小原川 支流 大谷
大谷滝


所在地
奈良県五條市

地理院地図 (←クリックすると国土地理院のHPにて位置を確認できます)
評価(5段階) ★★★★
難易度(5段階) ◆◆◆◆
訪問日 2024年11月8日

落差は50m位くらいでしょうか。十分な大きさの綺麗な直瀑。
地形図に表記されているけれど、紹介記事は少ない。
奈良県には他にもすんごい滝が沢山あるので、この滝くらいでは見向きもされないのでしょうか。
水量があまり多くないので迫力にはやや欠けるものがあるのは否定できませんが、岩盤の迫力、空の広さ、一線級の滝であるのは間違いないです。
スラムダンクのキャラクターで例えるなら、王者「山王」6番の松本君のような感じ。
「沢北が居なければどこでもエースを張れる」そう言われるほど上手い選手。つまり奈良でなければ有名瀑布として代表格になっていると思います。

桶側の滝が予想よりも早く終えたので、この滝を目指そうと思いました。
今回のアプローチは滝レポで紹介されている山ルートで挑みます。
地図にある大谷滝から真西を見ると、沼田原集落があります。そこから大谷の取水提に行く「大谷巡視路」という整備された遊歩道が存在します。それを利用してみます。

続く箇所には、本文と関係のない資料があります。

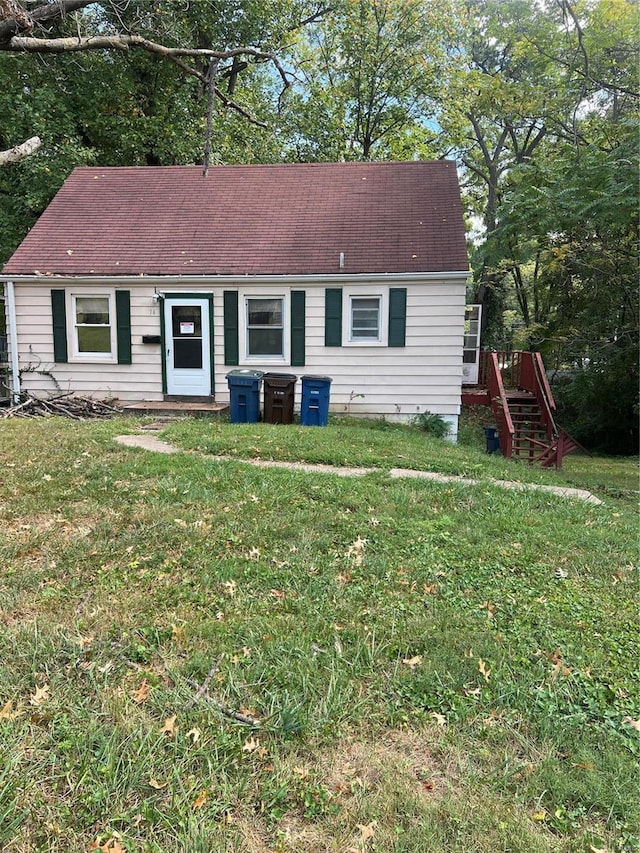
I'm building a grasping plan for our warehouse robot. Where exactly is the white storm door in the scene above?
[164,298,211,397]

大谷巡視路の起点は、沼田原集落の集会所の裏手にあります。この集会所はガッツリ駐車禁止と表示されているので、通行の邪魔にならないスペースを探しました。正直これが一番難関でした。


さて歩き始めて集会所の入口をやり過ごし裏を見ると、階段が見えました。
そしてそこから山間部に入ります。
この巡視路の整備は素晴らしく、物凄く安全。それに迷いようがないくらい明確な道なので安心して進んでいきます。


赤い橋を渡りつつ、あまり高度を変えない巡視路は軽快そのもの。高速道路みたいな感じ。
後半は林業用の踏み跡と交差したりで一旦足を止めて全体を見渡したり、尾根を上がっていく箇所は急な階段状で疲れもしました。


55分ほどで巡視路から大谷が見えて来ました。
大谷の上流には滝が、下流には取水提が見えます。
最後だけは道が崩れたようで遊歩道の階段が転がってしまっているので、急斜面のガレ場を気を付けて下っていきました。
そして大谷に入渓。
ここからは見えている谷を、滝まで突き進むだけ。


途中にあるちょっとした淵に鹿が2頭。私の存在に気付くと颯爽と逃げ出す。左岸の巨大なガレ場を駆け上がり、パラパラと落石を起こす。
逃げるのは当然だけど、もうちょっと慎重にガレ場を上がりなさいよ。と鹿に文句を言う。

谷沿いをそのまんま進んでいき滝前に近づく。見上げないと全体が見られない程の大きさ。素晴らしい滝ではないか。
適当にザックを手前に置いてカメラを取り出していると、遠くから鹿の鳴き声がするのに気付く。
ガレ場の上に逃げた鹿が叫んでいるようだ。もう私とは十分に離れているのだから警戒しなくて良いのに何事か? というかずっと鳴き続けている鹿なんて珍しいなと疑問を持ちつつ、滝壺の前に出る。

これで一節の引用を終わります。